The struggle between employers and unions over the best way to test workers for drugs continues, with an energy company set to appeal a recent FairWork Australia (FWA) decision which ruled in favour of saliva over urine when testing for drugs.  

The company wants to introduce a new drugs policy which will allow it to test the urine of workers. Such a policy is in line with the long running argument of employers that urine testing is a more accurate measure to determine if a worker is under the influence of drugs, has a lower incidence of false positive readings and is therefore more reliable than saliva swabs.  

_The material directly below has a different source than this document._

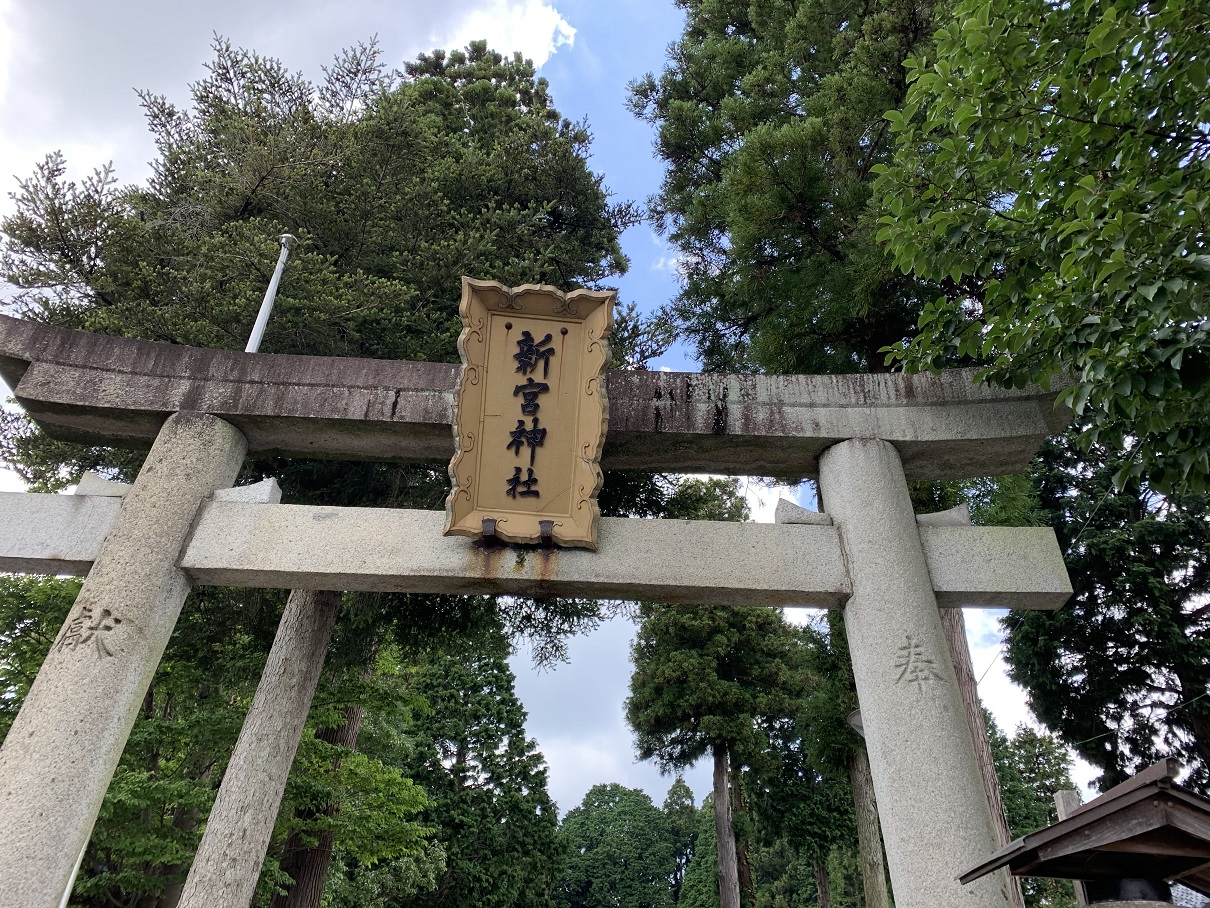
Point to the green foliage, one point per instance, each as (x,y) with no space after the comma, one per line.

The objection to urine testing by workers is on the basis that it is intrusive – not only the testing process itself but by the fact the test picks up drugs lingering in the body which may have been taken days before when the worker was off duty.  

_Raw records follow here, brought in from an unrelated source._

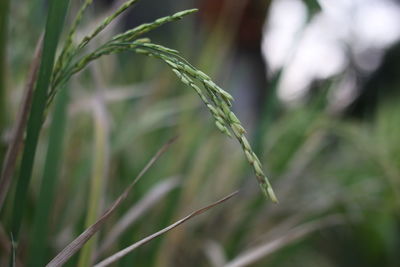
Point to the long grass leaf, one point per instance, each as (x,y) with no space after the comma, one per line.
(40,231)
(145,204)
(20,125)
(4,13)
(145,240)
(99,173)
(255,254)
(54,26)
(80,241)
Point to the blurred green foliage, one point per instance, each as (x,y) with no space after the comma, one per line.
(337,178)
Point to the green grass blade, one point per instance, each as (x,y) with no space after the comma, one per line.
(99,173)
(4,9)
(54,25)
(40,232)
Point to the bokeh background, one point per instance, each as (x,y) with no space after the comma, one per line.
(316,84)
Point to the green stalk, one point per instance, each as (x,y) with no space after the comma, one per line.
(40,234)
(4,10)
(54,25)
(97,180)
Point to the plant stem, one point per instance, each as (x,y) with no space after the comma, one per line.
(54,25)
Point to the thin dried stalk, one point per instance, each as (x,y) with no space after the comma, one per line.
(20,126)
(78,242)
(145,204)
(145,240)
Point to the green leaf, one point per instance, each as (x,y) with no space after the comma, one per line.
(54,25)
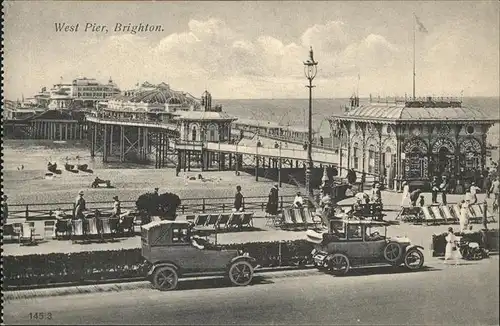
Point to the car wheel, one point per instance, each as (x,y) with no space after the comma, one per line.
(240,273)
(165,278)
(414,259)
(392,252)
(338,264)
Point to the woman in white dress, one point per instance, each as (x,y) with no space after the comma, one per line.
(464,215)
(405,200)
(451,246)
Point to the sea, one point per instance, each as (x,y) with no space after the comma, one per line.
(35,154)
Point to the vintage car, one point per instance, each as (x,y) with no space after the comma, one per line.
(172,250)
(356,243)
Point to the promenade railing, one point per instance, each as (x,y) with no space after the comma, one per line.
(46,211)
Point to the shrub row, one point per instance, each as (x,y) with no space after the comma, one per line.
(491,237)
(128,263)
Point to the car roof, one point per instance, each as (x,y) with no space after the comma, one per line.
(165,223)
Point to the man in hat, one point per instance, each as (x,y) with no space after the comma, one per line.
(79,205)
(272,202)
(116,207)
(5,210)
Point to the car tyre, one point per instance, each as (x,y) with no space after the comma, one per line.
(393,252)
(338,264)
(240,273)
(165,278)
(414,259)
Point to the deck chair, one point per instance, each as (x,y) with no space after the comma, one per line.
(437,214)
(223,220)
(77,230)
(428,217)
(477,212)
(489,217)
(201,220)
(247,219)
(49,229)
(288,221)
(212,219)
(235,220)
(449,214)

FWA ruled that while both methods were susceptible to cheating, saliva swabs were better at detecting an immediate impairment. This decision contradicted a FWA ruling last year which upheld a mining company's bid to continue to test workers' urine for drugs on the basis that on-site saliva testing was more flawed than on-site urine testing.  

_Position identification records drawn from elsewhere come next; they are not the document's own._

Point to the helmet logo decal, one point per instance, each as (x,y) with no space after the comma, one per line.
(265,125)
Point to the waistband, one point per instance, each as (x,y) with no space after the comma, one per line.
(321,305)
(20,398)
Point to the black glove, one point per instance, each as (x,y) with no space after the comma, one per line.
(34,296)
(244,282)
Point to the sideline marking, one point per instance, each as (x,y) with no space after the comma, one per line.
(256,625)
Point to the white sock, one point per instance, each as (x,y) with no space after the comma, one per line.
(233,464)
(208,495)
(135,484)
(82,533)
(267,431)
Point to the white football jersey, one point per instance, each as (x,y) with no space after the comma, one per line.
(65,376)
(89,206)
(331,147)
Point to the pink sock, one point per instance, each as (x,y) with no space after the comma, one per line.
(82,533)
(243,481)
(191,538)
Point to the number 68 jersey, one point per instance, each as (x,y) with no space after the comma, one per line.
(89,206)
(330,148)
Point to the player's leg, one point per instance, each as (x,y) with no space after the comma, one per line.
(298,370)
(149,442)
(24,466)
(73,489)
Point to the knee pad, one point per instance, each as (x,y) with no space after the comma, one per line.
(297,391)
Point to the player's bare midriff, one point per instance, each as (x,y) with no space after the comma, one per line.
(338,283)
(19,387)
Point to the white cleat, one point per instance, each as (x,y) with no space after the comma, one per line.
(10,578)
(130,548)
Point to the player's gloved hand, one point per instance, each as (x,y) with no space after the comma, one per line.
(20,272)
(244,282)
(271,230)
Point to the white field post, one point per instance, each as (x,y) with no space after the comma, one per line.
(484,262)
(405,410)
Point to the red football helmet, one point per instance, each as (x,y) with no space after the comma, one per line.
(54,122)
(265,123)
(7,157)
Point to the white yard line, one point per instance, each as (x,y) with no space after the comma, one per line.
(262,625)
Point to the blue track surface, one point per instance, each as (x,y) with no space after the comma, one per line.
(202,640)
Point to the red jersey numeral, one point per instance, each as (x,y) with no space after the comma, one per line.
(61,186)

While the best method for drug testing may still be in dispute, the importance of a clear policy is not. There is no doubt that where plant and equipment are being used, impairment caused by drugs is a significant risk for employers to mitigate. In these circumstances, and considering the duty of an employer to provide a safe workplace, employers require a clear and relevant drugs and alcohol policy in place – both for employees and contractors.